Mahan, Not Interrupted

Alfred Thayer Mahan, a naval officer affiliated with the Naval War College in the late nineteenth and early twentieth centuries, is considered by many to be America's greatest thinker and writer on the subject of sea power, its purposes, and its applications in the real world. (See “Rear Adm. Mahan & Iraq” Part 1 and Part 2.) In recent years, he's often been misunderstood or misquoted, and then his basic theses are blithely dismissed –- to our country's detriment. I've even heard talks or read things claiming that the existence of submarines renders Mahan irrelevant, or, a sort of obverse, that Mahan's teachings in a modern context make submarines irrelevant. I was unable to follow such logic, assuming there actually was any logic. Despite frequent misinterpretations to the contrary, Mahan's central tenet never was to advocate some sort of abstract “main battle-fleet fight to the death,” where at the start of a war two enemy navies would steam toward each other in blue water and blast away until one side or the other got wiped out. What Mahan really did say was this:

1. The paramount purpose of sea power is to influence events on land.

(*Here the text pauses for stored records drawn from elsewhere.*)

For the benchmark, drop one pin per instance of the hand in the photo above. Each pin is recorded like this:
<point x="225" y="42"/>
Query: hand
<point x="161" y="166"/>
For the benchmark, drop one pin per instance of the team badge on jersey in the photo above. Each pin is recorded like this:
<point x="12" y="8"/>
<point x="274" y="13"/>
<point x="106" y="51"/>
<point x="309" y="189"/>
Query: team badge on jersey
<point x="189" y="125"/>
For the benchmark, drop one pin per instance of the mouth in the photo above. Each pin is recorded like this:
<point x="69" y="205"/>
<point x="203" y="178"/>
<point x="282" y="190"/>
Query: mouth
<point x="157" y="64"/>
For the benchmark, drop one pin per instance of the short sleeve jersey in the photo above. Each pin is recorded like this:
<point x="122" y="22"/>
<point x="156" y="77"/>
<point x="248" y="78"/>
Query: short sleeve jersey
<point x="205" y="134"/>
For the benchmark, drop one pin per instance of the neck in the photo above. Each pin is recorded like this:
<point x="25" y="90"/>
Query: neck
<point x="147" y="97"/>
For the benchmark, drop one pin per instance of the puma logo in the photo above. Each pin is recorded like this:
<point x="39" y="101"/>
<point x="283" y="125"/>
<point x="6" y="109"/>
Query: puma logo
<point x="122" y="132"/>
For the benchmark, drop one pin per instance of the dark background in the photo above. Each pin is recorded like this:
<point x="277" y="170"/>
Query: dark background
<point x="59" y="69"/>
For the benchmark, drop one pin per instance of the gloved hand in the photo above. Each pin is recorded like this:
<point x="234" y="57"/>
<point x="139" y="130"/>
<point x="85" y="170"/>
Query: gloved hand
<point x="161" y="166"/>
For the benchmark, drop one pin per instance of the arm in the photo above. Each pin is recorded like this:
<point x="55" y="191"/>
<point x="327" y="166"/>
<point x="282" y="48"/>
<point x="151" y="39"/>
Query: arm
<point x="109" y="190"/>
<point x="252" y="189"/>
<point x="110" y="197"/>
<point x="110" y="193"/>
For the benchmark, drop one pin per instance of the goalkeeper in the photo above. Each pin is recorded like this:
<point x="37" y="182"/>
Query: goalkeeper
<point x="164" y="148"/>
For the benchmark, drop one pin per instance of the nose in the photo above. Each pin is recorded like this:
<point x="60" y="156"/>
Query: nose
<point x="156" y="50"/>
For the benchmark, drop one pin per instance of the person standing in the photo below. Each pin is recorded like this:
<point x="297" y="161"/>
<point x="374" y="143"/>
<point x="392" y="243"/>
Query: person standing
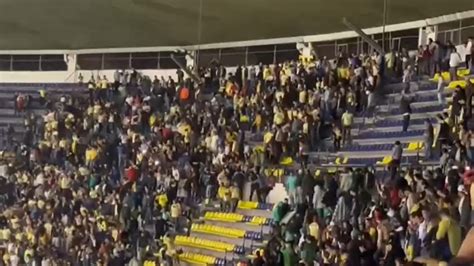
<point x="397" y="153"/>
<point x="454" y="62"/>
<point x="291" y="187"/>
<point x="469" y="50"/>
<point x="429" y="138"/>
<point x="405" y="107"/>
<point x="347" y="120"/>
<point x="440" y="89"/>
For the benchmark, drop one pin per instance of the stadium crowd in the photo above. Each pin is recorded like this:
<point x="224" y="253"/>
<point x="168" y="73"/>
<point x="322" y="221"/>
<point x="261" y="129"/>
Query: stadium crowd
<point x="110" y="178"/>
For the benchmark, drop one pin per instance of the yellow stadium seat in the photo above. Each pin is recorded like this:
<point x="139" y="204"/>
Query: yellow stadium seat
<point x="286" y="161"/>
<point x="247" y="205"/>
<point x="461" y="83"/>
<point x="447" y="76"/>
<point x="415" y="146"/>
<point x="218" y="230"/>
<point x="258" y="220"/>
<point x="386" y="160"/>
<point x="149" y="263"/>
<point x="204" y="244"/>
<point x="259" y="148"/>
<point x="346" y="159"/>
<point x="223" y="217"/>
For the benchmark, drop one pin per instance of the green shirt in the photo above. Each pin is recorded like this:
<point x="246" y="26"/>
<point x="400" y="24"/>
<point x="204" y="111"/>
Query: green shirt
<point x="289" y="257"/>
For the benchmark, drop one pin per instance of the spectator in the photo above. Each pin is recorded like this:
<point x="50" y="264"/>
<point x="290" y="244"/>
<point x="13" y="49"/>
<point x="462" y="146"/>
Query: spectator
<point x="454" y="62"/>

2. A navy that will not risk casualties, i.e. won't actively seek combat in order to destroy the enemy's naval forces, is a war-loser, not a winner.

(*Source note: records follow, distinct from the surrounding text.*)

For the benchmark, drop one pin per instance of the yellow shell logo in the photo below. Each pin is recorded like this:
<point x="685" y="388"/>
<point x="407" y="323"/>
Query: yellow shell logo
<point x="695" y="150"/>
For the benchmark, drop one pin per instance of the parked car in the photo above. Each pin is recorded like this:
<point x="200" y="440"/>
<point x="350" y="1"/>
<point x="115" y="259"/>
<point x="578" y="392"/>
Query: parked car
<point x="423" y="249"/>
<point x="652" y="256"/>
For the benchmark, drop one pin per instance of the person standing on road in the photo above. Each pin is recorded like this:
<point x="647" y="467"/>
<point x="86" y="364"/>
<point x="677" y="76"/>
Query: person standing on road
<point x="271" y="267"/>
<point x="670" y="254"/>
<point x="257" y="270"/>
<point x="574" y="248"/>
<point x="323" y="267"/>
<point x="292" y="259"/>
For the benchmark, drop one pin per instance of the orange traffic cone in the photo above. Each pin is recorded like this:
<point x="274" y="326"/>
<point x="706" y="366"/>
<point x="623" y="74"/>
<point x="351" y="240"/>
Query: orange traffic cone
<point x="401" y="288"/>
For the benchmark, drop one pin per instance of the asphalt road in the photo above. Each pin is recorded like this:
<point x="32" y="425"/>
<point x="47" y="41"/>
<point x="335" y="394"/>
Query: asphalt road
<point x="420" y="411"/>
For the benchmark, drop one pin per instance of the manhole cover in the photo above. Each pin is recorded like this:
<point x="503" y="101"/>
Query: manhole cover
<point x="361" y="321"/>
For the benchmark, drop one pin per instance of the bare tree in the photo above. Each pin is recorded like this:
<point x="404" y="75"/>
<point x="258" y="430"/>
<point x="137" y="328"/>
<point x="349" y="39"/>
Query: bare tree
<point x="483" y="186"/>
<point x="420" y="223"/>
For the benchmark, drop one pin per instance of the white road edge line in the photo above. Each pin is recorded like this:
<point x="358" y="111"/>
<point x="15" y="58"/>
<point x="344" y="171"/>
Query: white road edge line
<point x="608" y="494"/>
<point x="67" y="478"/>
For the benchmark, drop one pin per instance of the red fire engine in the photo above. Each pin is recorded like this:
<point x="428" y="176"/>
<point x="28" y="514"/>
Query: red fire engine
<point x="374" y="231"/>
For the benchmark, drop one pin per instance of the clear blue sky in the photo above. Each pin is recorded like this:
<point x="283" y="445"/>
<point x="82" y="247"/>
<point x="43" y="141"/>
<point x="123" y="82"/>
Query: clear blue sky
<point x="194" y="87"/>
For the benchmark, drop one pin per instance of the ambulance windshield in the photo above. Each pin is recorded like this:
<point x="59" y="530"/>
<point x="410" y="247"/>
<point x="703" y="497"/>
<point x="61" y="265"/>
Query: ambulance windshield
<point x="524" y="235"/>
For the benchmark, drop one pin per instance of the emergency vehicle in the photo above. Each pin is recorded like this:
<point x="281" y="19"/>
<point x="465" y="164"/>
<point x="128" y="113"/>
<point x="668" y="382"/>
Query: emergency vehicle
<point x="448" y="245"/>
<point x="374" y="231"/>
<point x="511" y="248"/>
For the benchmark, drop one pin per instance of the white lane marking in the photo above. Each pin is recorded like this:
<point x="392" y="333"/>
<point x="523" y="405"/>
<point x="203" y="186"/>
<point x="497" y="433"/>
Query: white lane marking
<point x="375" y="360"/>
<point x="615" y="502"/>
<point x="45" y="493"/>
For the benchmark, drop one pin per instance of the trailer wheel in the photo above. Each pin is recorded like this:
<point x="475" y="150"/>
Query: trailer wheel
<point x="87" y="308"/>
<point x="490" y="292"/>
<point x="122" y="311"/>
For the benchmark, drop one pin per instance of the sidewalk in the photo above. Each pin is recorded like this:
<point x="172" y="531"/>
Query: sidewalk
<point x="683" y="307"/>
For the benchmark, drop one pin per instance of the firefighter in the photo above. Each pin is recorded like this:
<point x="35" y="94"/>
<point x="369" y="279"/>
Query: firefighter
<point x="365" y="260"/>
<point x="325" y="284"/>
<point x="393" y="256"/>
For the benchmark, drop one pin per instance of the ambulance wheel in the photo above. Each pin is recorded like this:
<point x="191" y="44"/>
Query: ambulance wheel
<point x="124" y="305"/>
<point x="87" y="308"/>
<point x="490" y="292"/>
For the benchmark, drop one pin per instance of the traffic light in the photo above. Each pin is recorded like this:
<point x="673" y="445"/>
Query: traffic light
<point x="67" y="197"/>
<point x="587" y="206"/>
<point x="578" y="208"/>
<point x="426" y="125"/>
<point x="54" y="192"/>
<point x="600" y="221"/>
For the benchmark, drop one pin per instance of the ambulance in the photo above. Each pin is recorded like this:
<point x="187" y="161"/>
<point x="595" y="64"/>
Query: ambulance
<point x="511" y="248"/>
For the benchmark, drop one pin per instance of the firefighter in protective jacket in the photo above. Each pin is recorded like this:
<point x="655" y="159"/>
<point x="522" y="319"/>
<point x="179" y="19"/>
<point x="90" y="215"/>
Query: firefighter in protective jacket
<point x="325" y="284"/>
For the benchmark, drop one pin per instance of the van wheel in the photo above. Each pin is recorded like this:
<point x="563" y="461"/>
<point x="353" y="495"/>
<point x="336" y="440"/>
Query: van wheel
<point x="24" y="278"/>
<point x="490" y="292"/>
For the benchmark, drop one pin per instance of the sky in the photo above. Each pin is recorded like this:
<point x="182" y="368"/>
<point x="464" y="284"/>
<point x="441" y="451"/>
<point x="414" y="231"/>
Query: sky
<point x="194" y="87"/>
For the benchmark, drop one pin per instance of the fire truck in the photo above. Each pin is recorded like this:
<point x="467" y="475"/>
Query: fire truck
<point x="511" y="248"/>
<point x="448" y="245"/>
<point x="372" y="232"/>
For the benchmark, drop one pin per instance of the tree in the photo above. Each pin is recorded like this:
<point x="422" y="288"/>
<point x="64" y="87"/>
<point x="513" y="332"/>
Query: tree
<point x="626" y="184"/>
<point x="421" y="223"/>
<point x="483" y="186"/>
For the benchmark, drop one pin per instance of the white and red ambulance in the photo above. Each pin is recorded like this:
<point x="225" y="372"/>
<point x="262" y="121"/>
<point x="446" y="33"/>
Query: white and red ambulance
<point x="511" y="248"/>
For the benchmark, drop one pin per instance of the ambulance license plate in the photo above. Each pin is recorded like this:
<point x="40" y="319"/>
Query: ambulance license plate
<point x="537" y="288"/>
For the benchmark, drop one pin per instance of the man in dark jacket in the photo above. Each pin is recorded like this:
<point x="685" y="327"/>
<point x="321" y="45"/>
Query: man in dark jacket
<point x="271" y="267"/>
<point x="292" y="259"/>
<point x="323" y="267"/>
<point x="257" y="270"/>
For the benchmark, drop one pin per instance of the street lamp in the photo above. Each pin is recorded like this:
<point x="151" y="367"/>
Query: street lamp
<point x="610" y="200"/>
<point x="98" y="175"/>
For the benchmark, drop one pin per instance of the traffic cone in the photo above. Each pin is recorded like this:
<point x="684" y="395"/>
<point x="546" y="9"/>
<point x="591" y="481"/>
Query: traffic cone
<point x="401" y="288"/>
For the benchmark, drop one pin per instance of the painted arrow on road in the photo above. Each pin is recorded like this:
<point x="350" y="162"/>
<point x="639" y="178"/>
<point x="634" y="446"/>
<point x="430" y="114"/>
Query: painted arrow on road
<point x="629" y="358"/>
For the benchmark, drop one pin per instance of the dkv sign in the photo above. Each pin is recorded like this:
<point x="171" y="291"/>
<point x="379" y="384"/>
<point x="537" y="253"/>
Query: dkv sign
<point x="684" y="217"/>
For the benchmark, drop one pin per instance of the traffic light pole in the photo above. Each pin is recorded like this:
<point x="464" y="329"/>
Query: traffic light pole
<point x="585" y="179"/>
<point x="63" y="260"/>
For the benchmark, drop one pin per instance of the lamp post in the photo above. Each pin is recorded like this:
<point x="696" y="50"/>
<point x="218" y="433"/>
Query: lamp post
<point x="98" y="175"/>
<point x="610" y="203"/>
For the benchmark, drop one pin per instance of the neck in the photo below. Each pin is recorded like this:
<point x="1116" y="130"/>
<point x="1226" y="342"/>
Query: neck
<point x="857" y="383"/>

3. The best place to destroy an enemy's navy is not on the high seas, nor near your homeland's coast, but rather while the enemy fleet is still in or near its own ports and bases.

So, what Mahan was really getting at, 100 years ago, was that the way to win a war was through aggressive, proactive littoral-focused combat. A. T. Mahan was a pretty smart guy. His theories are as applicable as ever, and nuclear submarines are indeed rather relevant platforms to practice what he preached.

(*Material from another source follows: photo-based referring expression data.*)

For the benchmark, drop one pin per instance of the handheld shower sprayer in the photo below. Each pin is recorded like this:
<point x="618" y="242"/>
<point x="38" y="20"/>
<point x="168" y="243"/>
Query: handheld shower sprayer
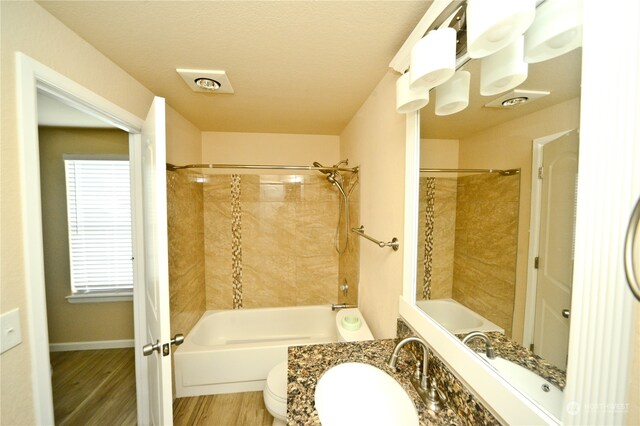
<point x="326" y="172"/>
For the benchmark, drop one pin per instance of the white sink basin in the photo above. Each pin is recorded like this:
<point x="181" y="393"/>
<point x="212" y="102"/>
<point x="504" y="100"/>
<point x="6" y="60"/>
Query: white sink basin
<point x="529" y="383"/>
<point x="361" y="394"/>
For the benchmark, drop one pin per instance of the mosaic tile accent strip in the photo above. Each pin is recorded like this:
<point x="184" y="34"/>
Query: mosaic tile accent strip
<point x="236" y="241"/>
<point x="428" y="237"/>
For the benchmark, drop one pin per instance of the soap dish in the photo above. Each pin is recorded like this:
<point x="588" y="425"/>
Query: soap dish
<point x="351" y="322"/>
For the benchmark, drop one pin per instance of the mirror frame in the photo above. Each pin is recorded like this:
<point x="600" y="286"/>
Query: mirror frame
<point x="607" y="158"/>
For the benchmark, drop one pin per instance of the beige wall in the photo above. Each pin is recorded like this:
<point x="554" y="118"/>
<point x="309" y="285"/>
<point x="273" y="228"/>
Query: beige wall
<point x="375" y="140"/>
<point x="77" y="322"/>
<point x="184" y="140"/>
<point x="27" y="28"/>
<point x="269" y="148"/>
<point x="510" y="146"/>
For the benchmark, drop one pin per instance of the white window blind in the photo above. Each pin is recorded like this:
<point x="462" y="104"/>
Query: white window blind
<point x="99" y="220"/>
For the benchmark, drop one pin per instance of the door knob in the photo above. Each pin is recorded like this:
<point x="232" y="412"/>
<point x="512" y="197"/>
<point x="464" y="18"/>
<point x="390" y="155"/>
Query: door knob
<point x="149" y="348"/>
<point x="178" y="339"/>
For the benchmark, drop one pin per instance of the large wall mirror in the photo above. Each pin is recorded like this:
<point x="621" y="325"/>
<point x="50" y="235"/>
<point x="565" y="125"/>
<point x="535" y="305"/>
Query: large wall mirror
<point x="496" y="214"/>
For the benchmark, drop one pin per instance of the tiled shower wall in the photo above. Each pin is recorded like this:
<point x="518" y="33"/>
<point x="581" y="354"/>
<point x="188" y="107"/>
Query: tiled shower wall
<point x="186" y="251"/>
<point x="283" y="236"/>
<point x="475" y="227"/>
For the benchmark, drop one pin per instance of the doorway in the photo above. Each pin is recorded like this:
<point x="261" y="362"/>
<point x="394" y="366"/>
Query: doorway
<point x="89" y="312"/>
<point x="33" y="78"/>
<point x="554" y="192"/>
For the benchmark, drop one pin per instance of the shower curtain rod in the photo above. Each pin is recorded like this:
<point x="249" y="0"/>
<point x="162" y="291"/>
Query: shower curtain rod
<point x="172" y="167"/>
<point x="508" y="172"/>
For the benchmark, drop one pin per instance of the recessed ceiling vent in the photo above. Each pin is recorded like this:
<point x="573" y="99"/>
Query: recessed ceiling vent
<point x="516" y="98"/>
<point x="206" y="81"/>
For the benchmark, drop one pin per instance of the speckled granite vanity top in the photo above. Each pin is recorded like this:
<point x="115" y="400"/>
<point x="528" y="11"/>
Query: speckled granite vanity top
<point x="307" y="363"/>
<point x="511" y="351"/>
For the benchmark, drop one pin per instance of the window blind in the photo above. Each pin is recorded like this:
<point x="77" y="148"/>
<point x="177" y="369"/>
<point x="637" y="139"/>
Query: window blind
<point x="99" y="221"/>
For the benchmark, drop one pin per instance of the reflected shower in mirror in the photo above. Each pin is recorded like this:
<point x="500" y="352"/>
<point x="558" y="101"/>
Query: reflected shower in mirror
<point x="481" y="257"/>
<point x="467" y="240"/>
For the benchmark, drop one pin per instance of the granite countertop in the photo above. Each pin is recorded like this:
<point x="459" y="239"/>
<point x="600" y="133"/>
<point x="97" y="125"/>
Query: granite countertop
<point x="307" y="363"/>
<point x="520" y="355"/>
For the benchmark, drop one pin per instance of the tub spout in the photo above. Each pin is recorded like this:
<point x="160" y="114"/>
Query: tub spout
<point x="338" y="306"/>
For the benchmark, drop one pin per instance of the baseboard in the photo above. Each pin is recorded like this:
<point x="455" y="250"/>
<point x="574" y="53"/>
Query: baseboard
<point x="85" y="346"/>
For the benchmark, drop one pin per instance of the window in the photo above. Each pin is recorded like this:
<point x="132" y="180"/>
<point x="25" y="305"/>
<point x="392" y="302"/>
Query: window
<point x="99" y="221"/>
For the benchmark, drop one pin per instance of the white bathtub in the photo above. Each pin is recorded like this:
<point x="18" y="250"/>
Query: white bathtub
<point x="234" y="350"/>
<point x="455" y="317"/>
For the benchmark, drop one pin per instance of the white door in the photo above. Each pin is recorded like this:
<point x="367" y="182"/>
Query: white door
<point x="555" y="267"/>
<point x="156" y="291"/>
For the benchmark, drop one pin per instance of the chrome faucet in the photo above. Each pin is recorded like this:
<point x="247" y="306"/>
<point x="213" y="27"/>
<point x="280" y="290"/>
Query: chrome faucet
<point x="489" y="351"/>
<point x="338" y="306"/>
<point x="429" y="392"/>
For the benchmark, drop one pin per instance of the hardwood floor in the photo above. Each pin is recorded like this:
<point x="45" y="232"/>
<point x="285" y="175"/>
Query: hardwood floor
<point x="94" y="387"/>
<point x="235" y="409"/>
<point x="98" y="388"/>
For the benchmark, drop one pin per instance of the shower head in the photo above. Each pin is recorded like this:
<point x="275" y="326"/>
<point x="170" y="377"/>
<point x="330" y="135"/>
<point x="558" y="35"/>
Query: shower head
<point x="316" y="164"/>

Subs in the Littorals -– Taiwan Strait Case Study

The above discussion hopefully creates context, dispels misnomers, and leads into the broad and fascinating topic of modern submarine operations in the littorals. The specific types of missions an SSN might be tasked with were overviewed in “Why Subs Matter Now.” What I will do next, here, for the first time in one of my Military.com essays, is provide an edited version of my e-mail response to the Veteran (non-submariner) who asked me if U.S. Navy submariners could operate in the Taiwan Strait. As I told him, I was cautious when formulating my response to avoid personal knowledge or inference that might touch upon classified matters. With that preamble, here's what I said. Note the emphasis re ongoing Silent Service culture and training:



Firstly, 100 to 200 feet while relatively shallow is definitely within the operating envelope of U.S. Navy SSNs and has been for a long time.  So-called "littoral" operations such as Indications and Warnings, SEAL deployment and recovery, minefield surveys, and Intelligence, Surveillance, & Reconnaissance (ISR) go back a long way and have occurred in some very shallow places.  Submariners practice this all the time, it does require very tricky navigation, skilled ship-control handling (ballast and trim), and judicious use of active mine-avoidance sonars mounted under the chin of the Los Angeles class and more modern SSNs. Constant rehearsals while in pre-deployment work-up training in American waters, and a long tradition of aggressive risk-taking and a warrior mentality while penetrating "enemy" waters, are key elements of the Silent Service culture.  The Naval Submarine Base New London's Submarine School and related facilities utilize impressively detailed trainers for each SSN class ship-control station, in which missions to hostile littorals can be simulated so that relevant watchstanders get it right before the SSN even leaves her pier.  These trainers resemble the cockpit simulators used to teach and test aircraft flight crews, including the ability to pose multiple emergencies during full 3-D motion of the "ship" with an up or down angle as extreme as 45 degrees!  The dangers of broaching, or hitting the bottom, can be replicated realistically. I've been strapped into the helmsman's seat on the Seawolf trainer and let me tell you it was one wild ride!!!